A Nine spokesperson responded to Crikey’s inquiries to Maguire, Shields, Elligett and King about the decision and their newsrooms’ policy about junkets by sharing text of the original Slack message sent to staff.
Media, Entertainment and Arts Alliance (MEAA) communications director Mark Phillips told Crikey that the journalists’ union had written to Nine management “calling on them to refrain from targeting staff” and had sent a message out to staff as well.
“MEAA fully supports your rights as a member to stand up for your MEAA code of ethics, which has been agreed to and endorsed by Nine management in the charter of editorial Independence,” the email said.
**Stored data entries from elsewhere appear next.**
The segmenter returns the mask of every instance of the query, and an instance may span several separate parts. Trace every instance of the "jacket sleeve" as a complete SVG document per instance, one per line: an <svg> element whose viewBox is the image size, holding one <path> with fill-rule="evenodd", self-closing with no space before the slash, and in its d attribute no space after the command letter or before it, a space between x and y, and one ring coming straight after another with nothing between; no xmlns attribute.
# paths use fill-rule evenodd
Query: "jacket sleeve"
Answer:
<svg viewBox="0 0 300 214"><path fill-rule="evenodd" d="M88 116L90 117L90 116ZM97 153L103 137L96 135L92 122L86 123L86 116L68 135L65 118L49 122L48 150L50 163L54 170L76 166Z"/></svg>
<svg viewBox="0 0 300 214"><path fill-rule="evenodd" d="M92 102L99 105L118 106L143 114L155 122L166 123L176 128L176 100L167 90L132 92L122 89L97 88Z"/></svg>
“Any pressure or intimidation from managers to prevent workers from doing this, including removing them from relevant stories, is an overreach and an attack on both journalists’ rights and the public’s right to know.”
ABC’s director of news Justin Stevens also addressed the open letter in an email sent on Friday afternoon, warning staff that “signing this petition may bring into question your ability to cover the story impartially”.
“You should not sign any petition that may bring into question your impartiality or that of the ABC’s coverage,” it said.
The response to the letter echoes the backlash faced by Australian journalists who signed a similar letter in 2021. Staff at the ABC and SBS were asked by management to remove their signatures, the Intercept reported, after calling on Australian news outlets to “do better”.